A review of the new film “Munich: The Edge Of War”

Before I saw this film, I had read the novel by Robert Harris on which it is based [for review click here] and I had read (twice) a detailed examination of the Munich Agreement of September 1938 by Robert Kee [for review click here], so I was very familiar with the subject material. Nevertheless, I found it an entertainingly enough film which is very faithful to the novel (Harris was an executive producer) and near enough to the actual history. 

It posits a scenario in which British Prime Minister Neville Chamberlain – an excellent performance by Jeremy Irons – might have been persuaded not to sign the Munich document through the concerted actions of two one-time university friends: Hugh Legat (George MacKay), a member of the British Diplomatic Service, and Paul von Hartmann (Jannis Niewöhner), an official in the German Foreign Ministry.

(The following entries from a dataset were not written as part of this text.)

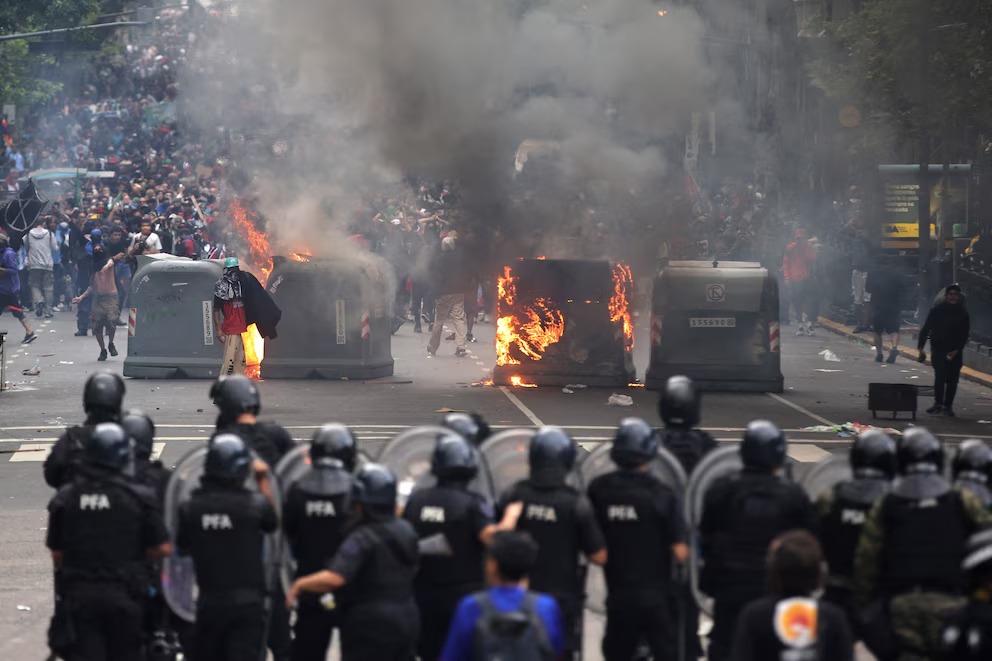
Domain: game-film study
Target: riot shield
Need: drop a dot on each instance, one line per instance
(288, 471)
(178, 575)
(719, 463)
(665, 467)
(825, 475)
(409, 457)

It looks as if the film is pitched as much to the German/Austrian market as that of Britain & the USA, since this is an Anglo-German production in which all the German characters are played by German actors who actually speak German (so lots of sub-titles) and shooting was in Germany (Munich & Potsdam) as well as Britain (Liverpool).

This competent work has two flaws, one general to much of Harris’s work and one particular to this film. The general problem is that, in most of the historical novels by Harris, we know how it all ends so there is no real sense of excitement (the exception was “Fatherland” ). 

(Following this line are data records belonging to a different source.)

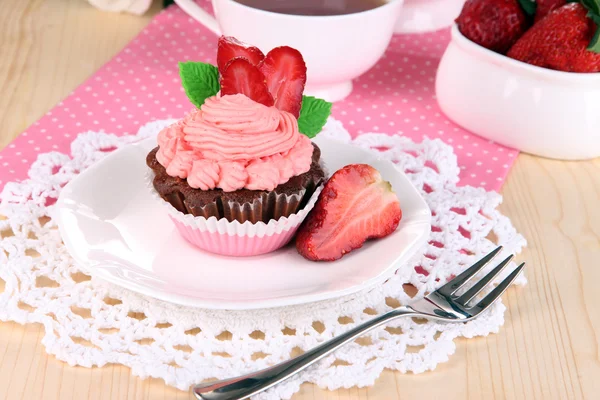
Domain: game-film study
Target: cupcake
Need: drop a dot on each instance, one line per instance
(239, 173)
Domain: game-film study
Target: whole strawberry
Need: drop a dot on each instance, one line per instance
(559, 41)
(493, 24)
(545, 6)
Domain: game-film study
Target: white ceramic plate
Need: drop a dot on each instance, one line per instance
(111, 226)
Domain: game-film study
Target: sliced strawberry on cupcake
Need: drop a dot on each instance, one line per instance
(285, 72)
(229, 48)
(241, 77)
(356, 205)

The particular objection is the statement at the end: “The extra time bought by the Munich Agreement enabled Britain and her Allies to prepare for war and ultimately led to Germany’s defeat”.

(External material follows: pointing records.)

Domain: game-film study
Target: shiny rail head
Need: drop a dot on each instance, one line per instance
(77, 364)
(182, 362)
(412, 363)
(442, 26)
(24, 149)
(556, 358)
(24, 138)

As Kee writes: “The argument often subsequently put forward in justification for Munich, to the effect that it gained time, was not immediately widely used and only really began to take shape retrospectively after Hitler’s entry into Prague and the eventual outbreak of war itself”.

If Munich gave Britain and France extra time to prepare for war, why was the Nazi blitzkrieg of 1940 so outstandingly successful?